I am reminded of Logan Roy’s dismissal of his children in Succession: “You are not serious people.” Indulgence Activists are not serious, but they are dangerous. Their “serious silliness” has consequences; it is destroying cities like San Francisco and Portland, Oregon. The Indulgence Activists are a diversion from our real public business, they sap the strength and consistency and rigor needed to maintain a mature democracy.
Exhibit A
Cornel West, an extremely frivolous person, has announced his own Indulgence, a Third Party candidacy for President. There are only two possible results of this idiocy: the aggrandizement of Cornel West and the taking of votes from Joe Biden.
Golf
I started playing golf when I turned 50, mostly on public courses. I found it to be the opposite of what Mark Twain famously said, “a good walk spoiled.” A friend calls it “a good walk enhanced.” I will never be very good at it, but it’s fun, if you don’t take it seriously. I love the greenery and the camaraderie. Watching professional golf is fun, too—it was Tiger Woods who got me interested in the sport—at least, it was until this week, when the Saudis bought the Professional Golf Association (PGA).

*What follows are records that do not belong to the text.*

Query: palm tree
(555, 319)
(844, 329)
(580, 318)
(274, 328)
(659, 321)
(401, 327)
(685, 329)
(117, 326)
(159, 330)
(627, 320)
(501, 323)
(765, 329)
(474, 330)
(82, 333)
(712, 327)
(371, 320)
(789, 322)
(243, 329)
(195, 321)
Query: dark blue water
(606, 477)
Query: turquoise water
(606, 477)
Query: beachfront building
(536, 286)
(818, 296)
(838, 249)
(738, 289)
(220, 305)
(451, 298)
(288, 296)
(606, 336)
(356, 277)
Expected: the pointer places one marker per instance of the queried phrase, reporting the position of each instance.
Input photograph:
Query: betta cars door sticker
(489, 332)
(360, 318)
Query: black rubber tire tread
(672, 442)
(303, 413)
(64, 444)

I knew Jamal Khashoggi. He was more a source than an actual friend, but he was a very good guy who was candid about the failings of his monarchy. He wasn’t a “journalist” back then, but was very close to Prince Turki al-Faisal, the head of Saudi Intelligence. It is—it has to be—impossible to forget, and certainly to forgive, Jamal’s murder by the Saudi monarchy. Therefore, the PGA’s willingness to be bought by international criminals is an abomination. I’ll confine my golf watching in the future to the Majors, which exist beyond the purview of the PGA, and also to women’s game, which is a more recognizable form of the sport for us duffers, anyway.

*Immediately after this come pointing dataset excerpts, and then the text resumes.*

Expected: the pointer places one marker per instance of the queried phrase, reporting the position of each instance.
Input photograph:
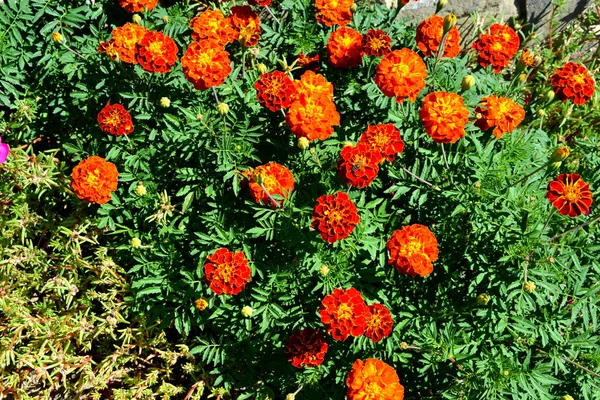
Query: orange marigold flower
(312, 117)
(246, 25)
(344, 313)
(334, 12)
(357, 165)
(500, 113)
(115, 120)
(227, 272)
(335, 216)
(212, 25)
(373, 380)
(444, 116)
(156, 52)
(379, 323)
(306, 348)
(94, 179)
(138, 5)
(570, 194)
(206, 64)
(573, 81)
(385, 139)
(413, 249)
(344, 48)
(429, 37)
(376, 43)
(498, 47)
(275, 90)
(401, 73)
(269, 183)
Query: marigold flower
(138, 5)
(570, 194)
(156, 52)
(275, 90)
(306, 348)
(357, 165)
(401, 73)
(498, 47)
(227, 272)
(413, 249)
(212, 25)
(379, 323)
(385, 139)
(334, 12)
(376, 43)
(444, 116)
(429, 37)
(206, 64)
(500, 113)
(94, 179)
(573, 81)
(373, 379)
(246, 25)
(312, 117)
(344, 313)
(344, 48)
(268, 181)
(335, 216)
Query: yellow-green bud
(468, 82)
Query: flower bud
(223, 108)
(468, 82)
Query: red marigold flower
(335, 216)
(570, 194)
(413, 249)
(573, 81)
(269, 182)
(306, 348)
(227, 272)
(379, 323)
(206, 64)
(334, 12)
(312, 117)
(344, 48)
(376, 43)
(385, 139)
(444, 116)
(344, 313)
(115, 120)
(212, 25)
(357, 165)
(429, 37)
(246, 24)
(138, 5)
(94, 179)
(500, 113)
(373, 379)
(401, 73)
(156, 52)
(498, 47)
(275, 90)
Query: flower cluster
(94, 179)
(227, 272)
(335, 216)
(573, 82)
(115, 120)
(500, 113)
(429, 38)
(306, 348)
(444, 116)
(498, 47)
(413, 249)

Great piece that I’ve circulated among friends of both sides of the political cultural divide. As a Catholic I loved the play on both definitions of indulgence. You pop the liberal bubble with extraordinary perception and skill and you do the bipartisan thing with the right. However it seems a little of “both sides ism” to me. Certainly the left and its wokeism is stupid and destructive to our national cohesion, but it pales by comparison to the MAGA “strong man “ who will fix it all and squash all the misfits. This is American fascism and the real danger to our democracy.

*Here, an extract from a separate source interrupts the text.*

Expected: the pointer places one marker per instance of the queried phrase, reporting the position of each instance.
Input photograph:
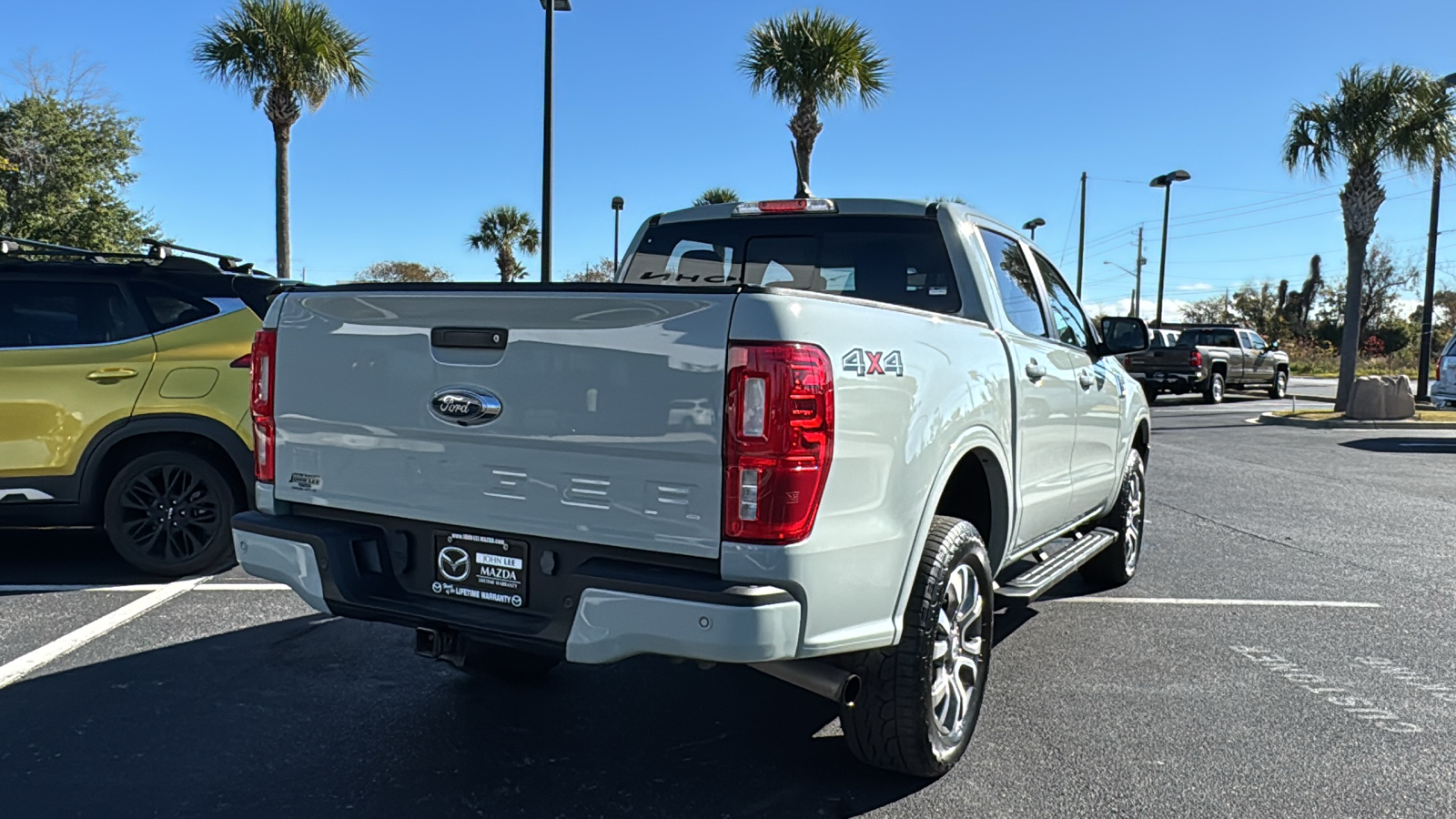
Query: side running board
(1038, 579)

I completely agree with your core point, but not with your take on JFK and RFK. In my view they were both dangerously toxic. Ignoring their flawed personal lives, I consider JFK notable for his meager Presidential accomplishments, his encouraging our military entanglement in Vietnam, and his apparent readiness to start a nuclear war. Likewise, I see RFK as notable for helping his brother to escalate the Cuban Missile crisis, and for bringing an authoritarian tilt to the Justice Dept. (Ted Kennedy was an effective Senator, though I blame his 1980 presidential run for the election of Ronald Reagan). I may misunderstand some of the underlying facts, but it seems to me that the Kennedys' main skills lay in warping historical memories. Sorry if this sounds bad, but I think assassination bestowed a soft glow of virtue on two deeply-flawed politicians.